El-Syakir berlari sekuat tenaga dan hap.... tangannya langsung memegang kaki Vino sehingga dirinya ikut di seret. sudah tidak dipedulikan luka yang mereka alami.
bughhh
bughhh
mereka di lempar ke langit-langit lorong dan
bughhh
bughhh
"aaaggghh"
bukan El dan Vino yang kesakitan melainkan Bara dan Leo. mereka berdua menjadikan tubuh mereka sebagai tempat mendarat kedua sahabat mereka itu.
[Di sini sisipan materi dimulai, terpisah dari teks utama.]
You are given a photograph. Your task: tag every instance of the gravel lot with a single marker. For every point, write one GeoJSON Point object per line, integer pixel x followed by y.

"sumpah, elu berat banget Vin" Bara menggeser tubuh Vino
"thanks Bar" Vino yang sudah babak belur membantu Bara untuk berdiri begitu juga El-Syakir yang membantu Leo
belum sempat mengatur nafas, makhluk itu sudah merayap dengan cepat di dinding dan hendak menusuk Leo dengan ekornya yang runcing seperti kalajengking namun El-Syakir menarik tubuh Leo ke samping dan ia memotong ekor makhluk itu dengan keris larangapati.
kaaaaaaak....kaaaaaaak
makhluk itu mengerang sakit dan akhirnya lenyap seketika. keris larangapati memang keris yang dapat memusnahkan makhluk halus. namun meskipun begitu belum bisa untuk memusnahkan ratu Sri Dewi yang mempunyai kekuatan luar biasa.
"istrahat dulu deh, gue benar-benar lelah" Vino bersandar di dinding lorong
"kalian kenapa bisa ada di sini...?" tanya El
"kami datang mau memberitahu kalau ratu Sri Dewi ada di tempat ini untuk menemui Senggi" jawab Bara
"kalau kami nggak datang, bisa-bisa kalian ketahuan olehnya. yaa meskipun kami telah membetahu tidak menutup kemungkinan kita akan ketahuan tapi setidaknya kita lebih berhati-hati karena sudah tau kalau dia ada di sini" lanjut Bara
"terus sekarang bagaimana...?" tanya Leo
"sudah dua lorong yang kami masuki, dan tidak ada Senggi di keduanya" jawab El
"nggak ada Senggi tapi kita disambut oleh berbagai makhluk mengerikan. masih tersisa dua lorong lagi. entah makhluk apa lagi yang akan menanti kita di sana" timpal Vino yang sudah sangat merasa lelah
"yang jelas salah satunya pasti lorong dimana Senggi di tawan" ucap El
"kalau gitu kita mencar saja untuk mempercepat pencarian" Bara memberikan usul
"boleh, dan kita harus bertemu di tempat titik dimana kita keluar nanti, di lingkaran itu" El setuju
"nanti kalau salah satu dari kelompok kita bertemu ratu Sri Dewi bagaimana...?" tanya Vino
"yaaa usahakan agar tidak bertemu" jawab El
"elu pikir gampang apa. tapi ya sudah lah. sebaiknya kita bergerak cepat" ucap Vino
mereka berempat keluar dari lorong itu dan menuju lorong selanjutnya. tersisa dua lorong lagi. Bara dan Leo masuk di lorong ke tiga sementara El dan Vino masuk di lorong keempat. lorong kelima adalah jalan keluar menuju pintu untuk naik ke atas.
entah ada makhluk apalagi yang menanti mereka di dalam sana. mereka harus bersiap menghadapi apapun yang menghalangi nanti. namun tentu saja mereka berharap pencarian mereka dapat membuahkan hasil.